If no one really believes that an eruption is imminent, then what is all the concern about? If the volcano were to erupt, the fast rate of lava flow down the mountain side to the sea, and towards the city of Hilo – which isn’t far off to the east (and the largest metropolis on the Big Island) could be potentially devastating. Therefore it’s best if everyone is prepared for such a scenario just in case, even if it is highly unlikely at this time.
The U.S. Geological Survey’s volcanic alert system is based on two levels. One part of the system is meant for those living on the ground or within the vicinity of the volcano – they need to know what the spirited volcanic gods are up to. Within this sector there are four alert levels: NORMAL, ADVISORY, WATCH, and WARNING.

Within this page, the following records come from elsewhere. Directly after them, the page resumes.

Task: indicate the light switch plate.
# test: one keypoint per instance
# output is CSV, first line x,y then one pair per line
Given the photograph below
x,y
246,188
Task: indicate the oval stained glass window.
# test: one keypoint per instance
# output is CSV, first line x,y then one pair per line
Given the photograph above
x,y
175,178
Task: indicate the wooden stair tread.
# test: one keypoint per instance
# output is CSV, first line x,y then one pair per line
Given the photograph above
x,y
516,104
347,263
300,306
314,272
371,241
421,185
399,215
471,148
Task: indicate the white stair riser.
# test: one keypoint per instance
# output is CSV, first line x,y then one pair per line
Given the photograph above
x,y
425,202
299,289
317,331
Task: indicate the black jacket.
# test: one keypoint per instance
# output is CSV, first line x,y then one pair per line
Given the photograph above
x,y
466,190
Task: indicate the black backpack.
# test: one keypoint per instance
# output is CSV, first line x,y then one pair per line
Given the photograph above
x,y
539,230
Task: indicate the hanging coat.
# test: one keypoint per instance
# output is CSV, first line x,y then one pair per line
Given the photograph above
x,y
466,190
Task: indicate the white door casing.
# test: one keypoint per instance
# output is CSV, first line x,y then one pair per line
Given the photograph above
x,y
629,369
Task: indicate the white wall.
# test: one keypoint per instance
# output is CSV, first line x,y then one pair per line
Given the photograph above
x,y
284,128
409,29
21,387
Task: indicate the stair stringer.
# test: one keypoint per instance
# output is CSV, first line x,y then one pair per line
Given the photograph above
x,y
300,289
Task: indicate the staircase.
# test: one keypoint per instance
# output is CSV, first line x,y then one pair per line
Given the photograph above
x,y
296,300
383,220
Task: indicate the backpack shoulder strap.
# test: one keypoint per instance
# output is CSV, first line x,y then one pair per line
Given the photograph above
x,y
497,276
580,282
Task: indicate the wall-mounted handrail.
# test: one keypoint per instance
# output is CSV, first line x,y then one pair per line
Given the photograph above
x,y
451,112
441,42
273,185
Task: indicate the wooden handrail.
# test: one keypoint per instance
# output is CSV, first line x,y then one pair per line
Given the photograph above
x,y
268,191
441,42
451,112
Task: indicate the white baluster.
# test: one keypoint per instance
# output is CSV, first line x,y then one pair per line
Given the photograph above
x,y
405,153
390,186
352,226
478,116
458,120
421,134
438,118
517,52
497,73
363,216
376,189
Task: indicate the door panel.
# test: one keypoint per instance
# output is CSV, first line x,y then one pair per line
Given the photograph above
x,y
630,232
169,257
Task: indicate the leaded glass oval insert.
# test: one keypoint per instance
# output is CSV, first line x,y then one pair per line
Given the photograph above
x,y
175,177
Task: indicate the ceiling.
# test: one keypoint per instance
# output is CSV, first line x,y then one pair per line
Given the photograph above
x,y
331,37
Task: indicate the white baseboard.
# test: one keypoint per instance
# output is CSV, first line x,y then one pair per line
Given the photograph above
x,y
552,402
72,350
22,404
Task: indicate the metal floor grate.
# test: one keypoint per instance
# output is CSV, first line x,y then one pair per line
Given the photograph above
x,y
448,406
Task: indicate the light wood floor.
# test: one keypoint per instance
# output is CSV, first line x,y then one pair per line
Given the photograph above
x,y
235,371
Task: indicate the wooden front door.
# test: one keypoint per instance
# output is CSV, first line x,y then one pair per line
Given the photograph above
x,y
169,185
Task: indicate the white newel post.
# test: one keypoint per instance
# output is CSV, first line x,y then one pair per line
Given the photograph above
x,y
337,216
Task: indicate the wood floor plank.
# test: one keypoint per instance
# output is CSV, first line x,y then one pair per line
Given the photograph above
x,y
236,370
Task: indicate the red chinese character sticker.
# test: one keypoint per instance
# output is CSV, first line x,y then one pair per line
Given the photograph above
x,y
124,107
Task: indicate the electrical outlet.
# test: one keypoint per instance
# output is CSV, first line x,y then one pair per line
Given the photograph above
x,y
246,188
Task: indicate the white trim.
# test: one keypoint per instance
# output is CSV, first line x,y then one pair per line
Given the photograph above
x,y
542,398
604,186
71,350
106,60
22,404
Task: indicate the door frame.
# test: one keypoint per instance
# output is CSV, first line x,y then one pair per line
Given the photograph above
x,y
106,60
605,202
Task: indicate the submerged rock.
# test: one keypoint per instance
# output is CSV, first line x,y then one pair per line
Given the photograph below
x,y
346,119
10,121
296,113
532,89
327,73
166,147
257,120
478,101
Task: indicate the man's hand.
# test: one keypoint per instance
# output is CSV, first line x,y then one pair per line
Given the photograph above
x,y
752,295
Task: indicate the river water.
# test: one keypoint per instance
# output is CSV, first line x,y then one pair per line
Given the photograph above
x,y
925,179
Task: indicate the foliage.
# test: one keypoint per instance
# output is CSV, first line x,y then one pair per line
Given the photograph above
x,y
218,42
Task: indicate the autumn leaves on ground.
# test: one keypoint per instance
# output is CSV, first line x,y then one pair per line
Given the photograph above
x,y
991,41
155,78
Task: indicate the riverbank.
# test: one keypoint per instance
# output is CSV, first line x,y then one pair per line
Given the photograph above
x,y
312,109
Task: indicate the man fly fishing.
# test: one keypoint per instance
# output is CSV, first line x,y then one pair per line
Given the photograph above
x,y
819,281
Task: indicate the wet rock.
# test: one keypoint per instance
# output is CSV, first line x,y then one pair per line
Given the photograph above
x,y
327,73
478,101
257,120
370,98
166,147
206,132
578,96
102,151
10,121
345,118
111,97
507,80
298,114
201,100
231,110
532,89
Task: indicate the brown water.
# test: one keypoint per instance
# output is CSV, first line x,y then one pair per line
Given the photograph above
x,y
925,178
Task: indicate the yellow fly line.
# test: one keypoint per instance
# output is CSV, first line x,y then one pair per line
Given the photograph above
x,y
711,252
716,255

The other part of the system is intended for the aviation industry – for the aircraft flying near to the volcano. The alert levels for airplanes are GREEN, YELLOW, ORANGE, AND RED – each level being an indication of ash plume in the air – a serious danger since ash has the potential to cause a jet engine to stall.
In the case of Mauna Loa, raising the alert level to ADVISORY, indicates that the volcano is at an elevated level of unrest when compared to “NORMAL” background levels. Ground swelling is cause for concern because means that magma is loading into the subsurface chambers of the volcano.
It is possible to continue at this level of unrest for months or years without an eruption, but the reverse is also true: the changes currently taking place could signify an eruption in the works. By the way, for a volcano to be termed “active”, it has to have erupted at least one time over the last 12,000 years. So if you’re planning any travel any time soon to the big island of Hawaii, it’s best to be aware of the situation.